While I agree that tasting/testing everything might have a positive survival value for small children who may then survive into adulthood, the construction of animate and inanimate/inert differs between cultures, and even in Western culture, younger children attribute being, intention and action to rocks, water, toys, and so on. And even adults who "know better" often attribute traits of living things to what we in the West classify as inanimate objects.
 

Deidre

Well-Known Member
Maybe it's wrapped up in the fact that altruism is part of evolution, and in that...we have grown to have empathy for one another. Compassion. This is what leads us to finding beauty in the world. And not just merely competing for survival. :kiss: (that emoji is totally irrelevant but I've always wanted to use it so....)
 

dust1n

Zindīq
Just curious why or how our species of super-sized chimpanzees evolved into folks who can find beauty in a flower, a sunrise, a child's face, etc.? What is the evolutionary advantage of having a sense of beauty? That is, why would someone with a sense of beauty have a significantly greater chance of passing on his or her genes than someone without?

Bonus Question: What brain mechanism, if any, is responsible for the blissful ecstasy that @Debater Slayer feels when reading, in a letter or note from his beloved, a perfectly punctuated paragraph?

Apparently someone saw patterns in the poo.
 

Kilgore Trout

Misanthropic Humanist
Just curious why or how our species of super-sized chimpanzees evolved into folks who can find beauty in a flower, a sunrise, a child's face, etc.? What is the evolutionary advantage of having a sense of beauty? That is, why would someone with a sense of beauty have a significantly greater chance of passing on his or her genes than someone without?

Bonus Question: What brain mechanism, if any, is responsible for the blissful ecstasy that @Debater Slayer feels when reading, in a letter or note from his beloved, a perfectly punctuated paragraph?

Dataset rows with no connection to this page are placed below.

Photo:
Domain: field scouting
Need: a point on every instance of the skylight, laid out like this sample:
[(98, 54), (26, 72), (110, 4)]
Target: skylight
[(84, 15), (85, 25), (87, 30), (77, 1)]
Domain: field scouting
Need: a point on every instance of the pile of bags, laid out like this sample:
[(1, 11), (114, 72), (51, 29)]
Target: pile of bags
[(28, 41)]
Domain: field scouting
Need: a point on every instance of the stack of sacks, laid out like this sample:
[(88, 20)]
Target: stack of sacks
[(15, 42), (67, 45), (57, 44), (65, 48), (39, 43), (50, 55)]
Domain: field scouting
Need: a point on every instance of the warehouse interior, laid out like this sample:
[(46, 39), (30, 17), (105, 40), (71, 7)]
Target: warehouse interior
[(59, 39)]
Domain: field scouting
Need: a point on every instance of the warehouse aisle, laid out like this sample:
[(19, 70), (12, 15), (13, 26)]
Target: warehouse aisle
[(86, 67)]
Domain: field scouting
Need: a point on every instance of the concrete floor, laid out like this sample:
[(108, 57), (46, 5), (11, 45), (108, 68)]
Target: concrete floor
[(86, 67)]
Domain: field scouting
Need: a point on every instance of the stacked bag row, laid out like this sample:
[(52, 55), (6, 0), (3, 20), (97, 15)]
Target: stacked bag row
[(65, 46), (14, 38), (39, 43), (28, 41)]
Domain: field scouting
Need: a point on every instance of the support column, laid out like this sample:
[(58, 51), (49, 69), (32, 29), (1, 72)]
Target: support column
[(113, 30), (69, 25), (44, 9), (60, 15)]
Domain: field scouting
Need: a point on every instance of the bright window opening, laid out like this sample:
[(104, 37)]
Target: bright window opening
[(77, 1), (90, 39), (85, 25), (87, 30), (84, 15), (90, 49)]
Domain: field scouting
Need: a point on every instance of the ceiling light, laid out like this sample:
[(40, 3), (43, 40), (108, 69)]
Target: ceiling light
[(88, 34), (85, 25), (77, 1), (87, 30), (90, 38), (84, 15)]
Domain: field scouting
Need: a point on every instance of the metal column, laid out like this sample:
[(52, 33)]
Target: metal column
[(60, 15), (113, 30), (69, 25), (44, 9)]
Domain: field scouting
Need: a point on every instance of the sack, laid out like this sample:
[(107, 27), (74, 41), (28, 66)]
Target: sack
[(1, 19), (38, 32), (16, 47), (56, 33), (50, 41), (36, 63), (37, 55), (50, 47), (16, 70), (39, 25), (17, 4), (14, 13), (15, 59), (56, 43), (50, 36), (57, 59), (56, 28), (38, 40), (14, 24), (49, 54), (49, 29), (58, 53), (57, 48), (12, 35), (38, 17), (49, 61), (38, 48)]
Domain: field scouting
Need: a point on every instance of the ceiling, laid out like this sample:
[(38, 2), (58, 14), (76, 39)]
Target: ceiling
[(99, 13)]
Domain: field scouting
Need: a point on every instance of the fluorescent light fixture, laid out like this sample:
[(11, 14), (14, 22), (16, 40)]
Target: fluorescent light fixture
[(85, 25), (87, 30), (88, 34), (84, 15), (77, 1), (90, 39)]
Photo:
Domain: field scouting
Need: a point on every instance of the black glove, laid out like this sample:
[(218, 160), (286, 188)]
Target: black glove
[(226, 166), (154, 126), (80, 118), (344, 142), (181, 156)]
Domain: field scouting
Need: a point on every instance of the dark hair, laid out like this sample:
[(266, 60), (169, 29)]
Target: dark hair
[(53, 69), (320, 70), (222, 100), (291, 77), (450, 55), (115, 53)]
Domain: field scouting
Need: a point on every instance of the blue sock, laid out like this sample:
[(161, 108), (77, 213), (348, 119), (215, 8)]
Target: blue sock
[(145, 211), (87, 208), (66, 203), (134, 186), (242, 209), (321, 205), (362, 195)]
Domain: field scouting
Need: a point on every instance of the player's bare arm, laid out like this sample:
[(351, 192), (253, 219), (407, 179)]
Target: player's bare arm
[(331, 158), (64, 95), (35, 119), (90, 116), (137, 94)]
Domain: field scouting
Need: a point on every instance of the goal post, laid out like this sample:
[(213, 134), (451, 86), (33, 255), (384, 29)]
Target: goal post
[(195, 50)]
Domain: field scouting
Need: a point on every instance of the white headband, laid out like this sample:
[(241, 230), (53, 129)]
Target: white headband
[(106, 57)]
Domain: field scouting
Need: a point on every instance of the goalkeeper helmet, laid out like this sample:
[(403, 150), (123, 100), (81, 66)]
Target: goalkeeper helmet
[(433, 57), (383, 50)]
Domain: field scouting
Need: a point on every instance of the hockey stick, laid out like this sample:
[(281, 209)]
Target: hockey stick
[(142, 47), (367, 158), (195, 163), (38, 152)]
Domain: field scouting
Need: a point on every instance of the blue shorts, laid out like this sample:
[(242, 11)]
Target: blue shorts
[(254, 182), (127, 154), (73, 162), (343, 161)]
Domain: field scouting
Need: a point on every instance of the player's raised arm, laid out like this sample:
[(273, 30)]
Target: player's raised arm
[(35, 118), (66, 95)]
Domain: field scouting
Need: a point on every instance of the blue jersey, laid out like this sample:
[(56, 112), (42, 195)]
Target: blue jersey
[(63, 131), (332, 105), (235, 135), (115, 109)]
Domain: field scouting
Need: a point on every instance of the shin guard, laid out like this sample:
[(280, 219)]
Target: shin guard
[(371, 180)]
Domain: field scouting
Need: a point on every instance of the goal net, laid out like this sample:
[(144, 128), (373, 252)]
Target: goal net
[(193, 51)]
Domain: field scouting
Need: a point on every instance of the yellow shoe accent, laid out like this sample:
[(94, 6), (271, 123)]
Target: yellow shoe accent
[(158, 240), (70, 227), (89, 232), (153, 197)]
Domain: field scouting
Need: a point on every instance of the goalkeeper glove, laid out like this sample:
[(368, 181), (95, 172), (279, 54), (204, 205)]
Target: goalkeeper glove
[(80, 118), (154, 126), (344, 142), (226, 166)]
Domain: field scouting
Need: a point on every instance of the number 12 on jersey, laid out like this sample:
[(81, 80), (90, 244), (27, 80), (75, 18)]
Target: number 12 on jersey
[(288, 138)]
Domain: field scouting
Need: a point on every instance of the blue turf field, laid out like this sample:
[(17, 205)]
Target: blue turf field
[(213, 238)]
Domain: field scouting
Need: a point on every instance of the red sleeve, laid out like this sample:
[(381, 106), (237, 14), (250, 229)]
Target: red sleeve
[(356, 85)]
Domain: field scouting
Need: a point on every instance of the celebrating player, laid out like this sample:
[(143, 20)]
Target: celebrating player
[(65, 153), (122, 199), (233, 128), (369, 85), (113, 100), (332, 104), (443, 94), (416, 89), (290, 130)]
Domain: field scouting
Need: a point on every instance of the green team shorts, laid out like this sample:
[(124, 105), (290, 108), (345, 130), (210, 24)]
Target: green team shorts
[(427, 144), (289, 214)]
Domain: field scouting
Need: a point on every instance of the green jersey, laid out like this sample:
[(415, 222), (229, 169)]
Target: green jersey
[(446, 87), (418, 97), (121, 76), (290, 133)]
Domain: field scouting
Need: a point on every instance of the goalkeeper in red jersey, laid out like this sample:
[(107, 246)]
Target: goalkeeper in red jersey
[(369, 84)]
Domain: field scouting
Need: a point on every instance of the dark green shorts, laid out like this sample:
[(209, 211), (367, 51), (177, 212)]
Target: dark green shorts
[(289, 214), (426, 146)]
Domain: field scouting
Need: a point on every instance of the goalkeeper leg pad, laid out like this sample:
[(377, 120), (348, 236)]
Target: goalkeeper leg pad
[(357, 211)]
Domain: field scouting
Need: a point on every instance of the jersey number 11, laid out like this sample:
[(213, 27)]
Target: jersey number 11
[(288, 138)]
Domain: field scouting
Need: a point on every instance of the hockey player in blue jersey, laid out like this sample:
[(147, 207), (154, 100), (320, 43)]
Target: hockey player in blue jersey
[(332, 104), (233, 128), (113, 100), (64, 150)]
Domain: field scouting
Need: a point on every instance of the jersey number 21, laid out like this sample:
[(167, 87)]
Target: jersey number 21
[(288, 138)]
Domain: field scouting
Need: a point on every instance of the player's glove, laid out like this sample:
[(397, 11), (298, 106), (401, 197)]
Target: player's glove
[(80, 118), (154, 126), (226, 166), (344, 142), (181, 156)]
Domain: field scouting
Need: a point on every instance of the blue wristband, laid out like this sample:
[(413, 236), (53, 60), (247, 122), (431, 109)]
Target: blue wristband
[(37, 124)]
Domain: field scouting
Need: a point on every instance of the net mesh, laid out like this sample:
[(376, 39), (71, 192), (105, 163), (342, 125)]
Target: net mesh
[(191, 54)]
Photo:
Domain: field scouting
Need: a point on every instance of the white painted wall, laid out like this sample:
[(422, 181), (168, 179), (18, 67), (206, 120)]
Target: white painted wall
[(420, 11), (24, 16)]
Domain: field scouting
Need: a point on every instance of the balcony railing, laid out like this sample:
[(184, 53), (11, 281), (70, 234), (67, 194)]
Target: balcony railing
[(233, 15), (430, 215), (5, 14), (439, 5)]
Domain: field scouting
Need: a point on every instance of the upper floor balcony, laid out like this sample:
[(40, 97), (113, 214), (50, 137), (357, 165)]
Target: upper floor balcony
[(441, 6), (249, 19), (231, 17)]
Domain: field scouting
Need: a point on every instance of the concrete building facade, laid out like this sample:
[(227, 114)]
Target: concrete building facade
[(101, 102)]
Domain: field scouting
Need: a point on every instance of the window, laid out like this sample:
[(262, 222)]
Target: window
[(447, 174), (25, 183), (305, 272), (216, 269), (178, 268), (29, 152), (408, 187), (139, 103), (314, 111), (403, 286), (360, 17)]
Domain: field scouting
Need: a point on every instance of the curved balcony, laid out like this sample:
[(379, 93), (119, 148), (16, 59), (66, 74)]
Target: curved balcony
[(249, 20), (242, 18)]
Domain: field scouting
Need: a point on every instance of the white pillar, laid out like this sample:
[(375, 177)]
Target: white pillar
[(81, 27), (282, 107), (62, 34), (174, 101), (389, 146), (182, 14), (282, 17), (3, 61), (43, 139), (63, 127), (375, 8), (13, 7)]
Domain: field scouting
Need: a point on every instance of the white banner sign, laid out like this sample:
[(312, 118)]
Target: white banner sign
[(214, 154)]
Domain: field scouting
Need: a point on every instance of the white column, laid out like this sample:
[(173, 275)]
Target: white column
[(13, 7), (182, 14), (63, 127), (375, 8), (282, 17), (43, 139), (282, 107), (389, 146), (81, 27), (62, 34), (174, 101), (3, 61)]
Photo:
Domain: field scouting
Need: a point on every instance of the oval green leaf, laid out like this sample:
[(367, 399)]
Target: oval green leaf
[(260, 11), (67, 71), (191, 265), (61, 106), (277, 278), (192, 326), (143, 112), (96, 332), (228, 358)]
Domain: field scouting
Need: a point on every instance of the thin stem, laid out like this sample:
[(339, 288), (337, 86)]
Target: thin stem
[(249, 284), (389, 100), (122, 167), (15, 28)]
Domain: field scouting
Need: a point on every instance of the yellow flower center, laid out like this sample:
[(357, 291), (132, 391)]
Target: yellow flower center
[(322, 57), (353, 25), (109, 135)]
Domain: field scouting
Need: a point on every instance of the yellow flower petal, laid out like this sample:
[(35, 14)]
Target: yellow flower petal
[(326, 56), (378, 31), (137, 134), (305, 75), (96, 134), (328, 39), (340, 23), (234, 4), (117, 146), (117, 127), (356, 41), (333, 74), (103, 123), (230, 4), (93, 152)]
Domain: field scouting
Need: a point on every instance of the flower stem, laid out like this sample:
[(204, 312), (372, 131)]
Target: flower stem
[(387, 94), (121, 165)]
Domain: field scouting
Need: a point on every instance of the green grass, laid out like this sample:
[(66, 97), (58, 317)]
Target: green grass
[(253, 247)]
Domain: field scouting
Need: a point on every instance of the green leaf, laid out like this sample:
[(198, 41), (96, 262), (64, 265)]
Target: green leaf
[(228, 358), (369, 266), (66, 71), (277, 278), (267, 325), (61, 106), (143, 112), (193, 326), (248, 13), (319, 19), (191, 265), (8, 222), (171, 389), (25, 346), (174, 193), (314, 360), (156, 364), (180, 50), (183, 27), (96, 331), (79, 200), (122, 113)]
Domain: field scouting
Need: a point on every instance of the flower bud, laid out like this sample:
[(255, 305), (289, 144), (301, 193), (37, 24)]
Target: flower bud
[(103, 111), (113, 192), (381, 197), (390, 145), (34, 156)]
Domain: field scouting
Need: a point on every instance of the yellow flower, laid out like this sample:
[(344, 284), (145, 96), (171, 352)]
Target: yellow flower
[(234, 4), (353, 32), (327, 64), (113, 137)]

Sensory inputs which evoke a pleasure response in humans are thoroughly integrated with our pattern association and recognition skills.
 

Jonathan Ainsley Bain

Logical Positivist
You have successfully just refuted more than half of aTheist evolutionary theory.
Aesthetics has negative value from a purely survival point of view.
 

Sunstone

De Diablo Del Fora
Premium Member
You have successfully just refuted more than half of aTheist evolutionary theory.
Aesthetics has negative value from a purely survival point of view.


In what sense does aesthetics have negative value? Or do you mean no value?

By the way, even if it were true that aesthetics had no value in terms of survival, an aesthetic sense could have still evolved due to genetic drift, sexual selection, or as a spandrel.